Dalam setiap langkah gerak perjuangan Islam, kelompok sekuler pasti akan selalu menahan itu, mereka mencegah agar jangan sampi ada ajaran agama masuk dalam konstitusi negara. Belum lama ini ada maklumat keindonesiaan yang terdiri dari17 orang, salah satunya mencegah jangan sampai salah satu agama mendominasi. Mereka berusaha untuk mensekulerkan Nation State Religius Indonesia. Mereka ingin menghapus akar keberagamaan umat Islam yang sudah berlangsung semenjak 500 tahun lalu, dan telah menjadi bagian dari sistem perilaku cara kehidupan bangsa Indonesia ini. Dari golongan ekstrem sekuler berusaha untuk menjadikan Indonesia negara kebangsaan sekuler.

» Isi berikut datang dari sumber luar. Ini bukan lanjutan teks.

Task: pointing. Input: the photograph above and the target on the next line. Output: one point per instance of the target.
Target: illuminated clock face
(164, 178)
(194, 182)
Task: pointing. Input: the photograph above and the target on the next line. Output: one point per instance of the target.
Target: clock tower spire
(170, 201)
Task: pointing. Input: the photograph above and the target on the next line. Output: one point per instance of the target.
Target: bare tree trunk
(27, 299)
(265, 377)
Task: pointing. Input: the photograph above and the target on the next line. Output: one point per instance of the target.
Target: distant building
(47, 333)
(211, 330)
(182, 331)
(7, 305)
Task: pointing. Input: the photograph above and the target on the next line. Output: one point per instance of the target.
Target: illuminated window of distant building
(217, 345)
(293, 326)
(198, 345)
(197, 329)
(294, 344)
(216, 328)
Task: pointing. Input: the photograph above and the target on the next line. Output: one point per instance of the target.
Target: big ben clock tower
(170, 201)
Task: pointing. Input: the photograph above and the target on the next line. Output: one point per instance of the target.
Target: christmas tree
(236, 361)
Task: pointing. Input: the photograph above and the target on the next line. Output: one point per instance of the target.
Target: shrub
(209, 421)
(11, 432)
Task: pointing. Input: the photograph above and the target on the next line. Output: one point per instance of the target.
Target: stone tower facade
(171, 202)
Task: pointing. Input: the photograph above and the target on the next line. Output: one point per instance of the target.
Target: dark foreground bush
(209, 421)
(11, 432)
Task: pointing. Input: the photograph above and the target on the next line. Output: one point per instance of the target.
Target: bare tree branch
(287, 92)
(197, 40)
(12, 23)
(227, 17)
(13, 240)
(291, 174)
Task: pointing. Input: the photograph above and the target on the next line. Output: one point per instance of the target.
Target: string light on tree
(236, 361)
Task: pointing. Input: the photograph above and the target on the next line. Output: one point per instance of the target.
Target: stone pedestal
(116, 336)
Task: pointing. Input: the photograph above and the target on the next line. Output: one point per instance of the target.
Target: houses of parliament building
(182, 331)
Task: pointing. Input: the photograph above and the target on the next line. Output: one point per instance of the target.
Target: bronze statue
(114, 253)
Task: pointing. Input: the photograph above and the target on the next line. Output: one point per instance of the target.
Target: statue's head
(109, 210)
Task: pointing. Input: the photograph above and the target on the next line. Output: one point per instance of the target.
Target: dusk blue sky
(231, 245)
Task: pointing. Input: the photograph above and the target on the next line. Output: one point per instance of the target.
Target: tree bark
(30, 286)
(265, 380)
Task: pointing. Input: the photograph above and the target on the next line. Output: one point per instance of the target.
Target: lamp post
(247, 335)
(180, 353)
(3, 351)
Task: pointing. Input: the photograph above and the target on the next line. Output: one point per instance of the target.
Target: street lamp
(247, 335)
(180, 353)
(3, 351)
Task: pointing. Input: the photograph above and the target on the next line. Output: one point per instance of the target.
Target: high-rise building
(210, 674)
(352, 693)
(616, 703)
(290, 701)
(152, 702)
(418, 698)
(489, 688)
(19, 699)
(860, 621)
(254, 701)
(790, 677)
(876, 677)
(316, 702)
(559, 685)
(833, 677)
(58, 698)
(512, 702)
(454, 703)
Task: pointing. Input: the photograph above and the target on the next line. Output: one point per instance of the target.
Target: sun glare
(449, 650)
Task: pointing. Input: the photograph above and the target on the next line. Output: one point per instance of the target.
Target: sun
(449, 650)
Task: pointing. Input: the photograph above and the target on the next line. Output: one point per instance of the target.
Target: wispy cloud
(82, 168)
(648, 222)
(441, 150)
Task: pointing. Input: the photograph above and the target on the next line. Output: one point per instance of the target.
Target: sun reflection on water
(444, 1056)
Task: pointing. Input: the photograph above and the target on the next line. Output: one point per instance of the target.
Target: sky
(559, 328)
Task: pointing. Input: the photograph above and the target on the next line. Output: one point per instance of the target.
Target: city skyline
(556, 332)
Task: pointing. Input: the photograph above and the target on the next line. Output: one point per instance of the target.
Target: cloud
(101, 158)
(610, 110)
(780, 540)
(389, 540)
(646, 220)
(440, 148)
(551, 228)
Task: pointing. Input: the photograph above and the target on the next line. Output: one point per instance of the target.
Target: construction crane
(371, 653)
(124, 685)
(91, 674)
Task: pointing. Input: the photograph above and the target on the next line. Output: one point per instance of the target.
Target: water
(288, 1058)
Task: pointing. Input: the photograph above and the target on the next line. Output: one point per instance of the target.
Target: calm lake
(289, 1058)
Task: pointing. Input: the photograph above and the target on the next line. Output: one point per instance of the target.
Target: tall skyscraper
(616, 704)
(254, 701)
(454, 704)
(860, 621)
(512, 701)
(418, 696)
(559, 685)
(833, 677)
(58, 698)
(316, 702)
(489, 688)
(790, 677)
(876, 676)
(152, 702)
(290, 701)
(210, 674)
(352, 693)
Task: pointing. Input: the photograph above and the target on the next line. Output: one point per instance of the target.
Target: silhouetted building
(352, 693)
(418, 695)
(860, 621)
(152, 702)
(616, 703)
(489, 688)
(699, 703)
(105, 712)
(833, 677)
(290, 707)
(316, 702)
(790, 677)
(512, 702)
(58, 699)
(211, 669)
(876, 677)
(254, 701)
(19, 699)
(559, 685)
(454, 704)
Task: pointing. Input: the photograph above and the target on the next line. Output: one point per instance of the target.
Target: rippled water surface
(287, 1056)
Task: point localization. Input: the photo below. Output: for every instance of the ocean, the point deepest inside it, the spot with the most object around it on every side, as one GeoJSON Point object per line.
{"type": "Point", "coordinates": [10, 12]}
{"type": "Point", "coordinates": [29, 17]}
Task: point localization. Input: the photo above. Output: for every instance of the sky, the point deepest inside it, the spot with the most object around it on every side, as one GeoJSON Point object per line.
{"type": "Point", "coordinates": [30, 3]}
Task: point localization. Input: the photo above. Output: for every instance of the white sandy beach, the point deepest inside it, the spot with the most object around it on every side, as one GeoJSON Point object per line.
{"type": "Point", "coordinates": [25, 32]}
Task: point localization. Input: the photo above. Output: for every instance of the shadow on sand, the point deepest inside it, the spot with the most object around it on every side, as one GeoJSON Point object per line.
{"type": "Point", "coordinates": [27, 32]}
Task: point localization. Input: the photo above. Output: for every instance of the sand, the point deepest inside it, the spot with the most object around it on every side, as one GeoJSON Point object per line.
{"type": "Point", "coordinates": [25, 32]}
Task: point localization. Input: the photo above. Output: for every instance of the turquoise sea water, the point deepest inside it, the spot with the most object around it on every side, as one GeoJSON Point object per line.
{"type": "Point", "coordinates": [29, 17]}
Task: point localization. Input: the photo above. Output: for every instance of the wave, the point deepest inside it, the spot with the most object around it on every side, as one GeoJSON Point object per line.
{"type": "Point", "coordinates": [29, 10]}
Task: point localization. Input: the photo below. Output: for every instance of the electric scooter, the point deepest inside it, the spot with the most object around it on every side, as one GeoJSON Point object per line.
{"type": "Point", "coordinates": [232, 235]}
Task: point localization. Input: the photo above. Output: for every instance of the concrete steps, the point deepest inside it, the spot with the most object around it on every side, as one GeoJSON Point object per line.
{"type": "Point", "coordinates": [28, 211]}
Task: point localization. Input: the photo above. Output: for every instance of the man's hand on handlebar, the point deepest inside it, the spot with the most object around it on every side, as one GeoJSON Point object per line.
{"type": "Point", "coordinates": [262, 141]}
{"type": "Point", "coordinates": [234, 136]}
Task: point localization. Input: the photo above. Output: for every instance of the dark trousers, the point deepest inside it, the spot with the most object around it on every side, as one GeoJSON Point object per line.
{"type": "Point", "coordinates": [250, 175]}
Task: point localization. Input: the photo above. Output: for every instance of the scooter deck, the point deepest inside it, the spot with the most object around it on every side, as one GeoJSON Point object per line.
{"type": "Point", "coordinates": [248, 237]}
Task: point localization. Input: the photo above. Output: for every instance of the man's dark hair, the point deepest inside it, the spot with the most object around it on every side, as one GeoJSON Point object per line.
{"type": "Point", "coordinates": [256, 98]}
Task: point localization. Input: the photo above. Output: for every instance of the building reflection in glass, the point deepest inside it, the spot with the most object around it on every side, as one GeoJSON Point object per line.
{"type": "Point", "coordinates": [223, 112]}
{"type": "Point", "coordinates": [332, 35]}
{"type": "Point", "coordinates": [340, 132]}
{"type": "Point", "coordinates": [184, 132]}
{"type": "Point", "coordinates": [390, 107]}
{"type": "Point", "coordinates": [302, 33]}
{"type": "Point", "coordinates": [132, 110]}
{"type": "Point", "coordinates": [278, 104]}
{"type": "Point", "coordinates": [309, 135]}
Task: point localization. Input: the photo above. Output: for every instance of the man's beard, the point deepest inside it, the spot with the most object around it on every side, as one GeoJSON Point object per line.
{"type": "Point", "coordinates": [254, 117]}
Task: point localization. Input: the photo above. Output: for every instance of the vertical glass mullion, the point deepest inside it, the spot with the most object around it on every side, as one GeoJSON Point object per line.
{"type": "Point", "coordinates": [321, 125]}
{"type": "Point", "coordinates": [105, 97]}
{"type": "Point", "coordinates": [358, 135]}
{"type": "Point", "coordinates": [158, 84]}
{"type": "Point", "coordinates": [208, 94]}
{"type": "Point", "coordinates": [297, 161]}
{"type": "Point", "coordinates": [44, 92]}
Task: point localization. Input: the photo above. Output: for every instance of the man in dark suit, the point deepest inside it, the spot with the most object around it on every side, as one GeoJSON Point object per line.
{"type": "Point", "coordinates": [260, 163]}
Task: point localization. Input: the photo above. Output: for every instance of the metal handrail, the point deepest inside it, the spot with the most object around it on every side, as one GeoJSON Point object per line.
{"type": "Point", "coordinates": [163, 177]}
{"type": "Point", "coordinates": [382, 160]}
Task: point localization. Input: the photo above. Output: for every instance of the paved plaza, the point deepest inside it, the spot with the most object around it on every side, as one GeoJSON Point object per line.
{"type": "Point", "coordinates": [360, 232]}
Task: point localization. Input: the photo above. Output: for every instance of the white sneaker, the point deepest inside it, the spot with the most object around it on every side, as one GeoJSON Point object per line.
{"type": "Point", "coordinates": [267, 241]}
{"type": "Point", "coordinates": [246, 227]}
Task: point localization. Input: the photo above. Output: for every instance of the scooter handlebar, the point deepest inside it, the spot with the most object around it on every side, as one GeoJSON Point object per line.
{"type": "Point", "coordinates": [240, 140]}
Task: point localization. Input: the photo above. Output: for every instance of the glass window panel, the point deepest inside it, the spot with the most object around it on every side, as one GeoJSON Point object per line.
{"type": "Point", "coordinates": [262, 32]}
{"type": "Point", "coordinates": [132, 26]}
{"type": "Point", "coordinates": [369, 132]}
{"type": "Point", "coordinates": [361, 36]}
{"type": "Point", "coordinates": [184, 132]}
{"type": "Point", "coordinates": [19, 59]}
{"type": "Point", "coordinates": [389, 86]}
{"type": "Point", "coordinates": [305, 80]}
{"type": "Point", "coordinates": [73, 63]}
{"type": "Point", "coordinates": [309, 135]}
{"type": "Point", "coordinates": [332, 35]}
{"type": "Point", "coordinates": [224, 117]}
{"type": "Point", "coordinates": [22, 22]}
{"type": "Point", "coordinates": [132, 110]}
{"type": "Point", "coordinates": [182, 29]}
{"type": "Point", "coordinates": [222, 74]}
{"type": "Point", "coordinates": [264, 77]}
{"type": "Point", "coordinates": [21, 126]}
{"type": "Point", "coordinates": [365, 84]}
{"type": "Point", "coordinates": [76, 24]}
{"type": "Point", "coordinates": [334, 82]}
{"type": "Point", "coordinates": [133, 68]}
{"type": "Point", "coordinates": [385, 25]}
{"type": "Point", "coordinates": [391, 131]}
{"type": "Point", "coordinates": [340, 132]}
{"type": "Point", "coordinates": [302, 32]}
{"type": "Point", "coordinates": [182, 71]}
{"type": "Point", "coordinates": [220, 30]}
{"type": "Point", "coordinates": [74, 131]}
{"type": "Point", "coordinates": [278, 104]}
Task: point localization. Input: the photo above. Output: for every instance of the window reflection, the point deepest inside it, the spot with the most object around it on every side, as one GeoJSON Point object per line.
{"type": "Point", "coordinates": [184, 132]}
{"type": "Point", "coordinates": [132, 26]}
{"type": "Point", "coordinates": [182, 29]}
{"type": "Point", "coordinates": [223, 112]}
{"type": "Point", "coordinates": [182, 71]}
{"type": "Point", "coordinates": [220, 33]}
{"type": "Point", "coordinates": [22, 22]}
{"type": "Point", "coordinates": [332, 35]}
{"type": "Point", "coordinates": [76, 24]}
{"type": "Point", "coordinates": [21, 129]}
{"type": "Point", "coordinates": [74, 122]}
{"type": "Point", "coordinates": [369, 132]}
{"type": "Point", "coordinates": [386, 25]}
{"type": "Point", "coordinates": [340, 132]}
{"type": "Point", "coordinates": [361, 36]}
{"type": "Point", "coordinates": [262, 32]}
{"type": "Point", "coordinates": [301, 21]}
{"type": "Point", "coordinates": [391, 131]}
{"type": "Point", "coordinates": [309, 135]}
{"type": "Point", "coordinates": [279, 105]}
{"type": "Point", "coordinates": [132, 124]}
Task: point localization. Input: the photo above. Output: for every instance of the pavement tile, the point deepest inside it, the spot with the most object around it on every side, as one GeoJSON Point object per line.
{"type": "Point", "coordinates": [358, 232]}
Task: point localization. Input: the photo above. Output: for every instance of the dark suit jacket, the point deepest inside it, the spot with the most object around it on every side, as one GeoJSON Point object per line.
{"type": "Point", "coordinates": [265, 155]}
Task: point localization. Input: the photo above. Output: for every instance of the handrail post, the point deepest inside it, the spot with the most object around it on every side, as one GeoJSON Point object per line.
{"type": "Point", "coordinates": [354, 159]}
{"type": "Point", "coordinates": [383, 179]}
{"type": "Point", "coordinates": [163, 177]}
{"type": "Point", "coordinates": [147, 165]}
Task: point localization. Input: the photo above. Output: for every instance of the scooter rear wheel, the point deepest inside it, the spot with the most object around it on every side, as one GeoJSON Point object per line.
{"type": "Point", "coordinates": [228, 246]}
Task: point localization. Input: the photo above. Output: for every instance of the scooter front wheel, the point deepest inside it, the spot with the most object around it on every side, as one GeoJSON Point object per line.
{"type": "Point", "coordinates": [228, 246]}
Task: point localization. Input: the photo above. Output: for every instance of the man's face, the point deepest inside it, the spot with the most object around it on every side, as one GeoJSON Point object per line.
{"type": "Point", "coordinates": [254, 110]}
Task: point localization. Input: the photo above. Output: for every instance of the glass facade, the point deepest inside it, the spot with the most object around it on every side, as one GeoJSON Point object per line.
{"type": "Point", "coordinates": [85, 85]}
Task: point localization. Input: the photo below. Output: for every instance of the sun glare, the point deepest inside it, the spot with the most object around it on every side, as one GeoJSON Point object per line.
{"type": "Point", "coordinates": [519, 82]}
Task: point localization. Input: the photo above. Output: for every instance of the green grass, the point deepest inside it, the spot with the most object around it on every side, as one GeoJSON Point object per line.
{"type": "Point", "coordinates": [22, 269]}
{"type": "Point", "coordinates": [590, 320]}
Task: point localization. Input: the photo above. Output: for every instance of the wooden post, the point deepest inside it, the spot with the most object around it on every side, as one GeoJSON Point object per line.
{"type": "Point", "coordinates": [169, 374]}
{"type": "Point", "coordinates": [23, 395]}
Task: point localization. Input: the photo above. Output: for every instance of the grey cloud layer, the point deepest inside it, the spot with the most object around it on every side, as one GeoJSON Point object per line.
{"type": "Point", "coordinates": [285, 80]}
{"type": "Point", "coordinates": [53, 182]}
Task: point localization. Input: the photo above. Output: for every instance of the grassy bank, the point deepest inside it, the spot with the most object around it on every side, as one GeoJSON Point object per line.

NU menurut Kiai Ma’ruf, harus tetap menjadi kekuatan yang menengahi antara ekstrem kanan dan ekstrem kiri dalam kehidupan berbangsa ini. NU harus menjadi organisasi yang tawashut dan tamasuh, tidak fundamentalis dan tidak sekuleris. ”Ini merupakan persoalan kebangsaan kita bersama, bukan berarti kita tidak mengerti bahwa kita harus memperjuangkan Islam dengan sepenuh tenaga, akan tetapi di sini kita telah memiliki kesepakatan dalam kehidupan berbangsa ini. Nah! Sebagai umat Islam kesepakatan itu kita pegang. Karena almuslimuna ala syurutihim, orang Islam itu harus memenuhi perjanjiannya.” ujarnya. Meskipun begitu Kiai Ma’ruf menambahkan bahwa para ulama berusaha menjadikan Islam adalah sebagai yang harus memberikan arahan/kadiah penuntun di dalam kehidupan berbangsa ini. Disinilah konsekwensi yang dihadapi memang berat sekali. (Ernaz).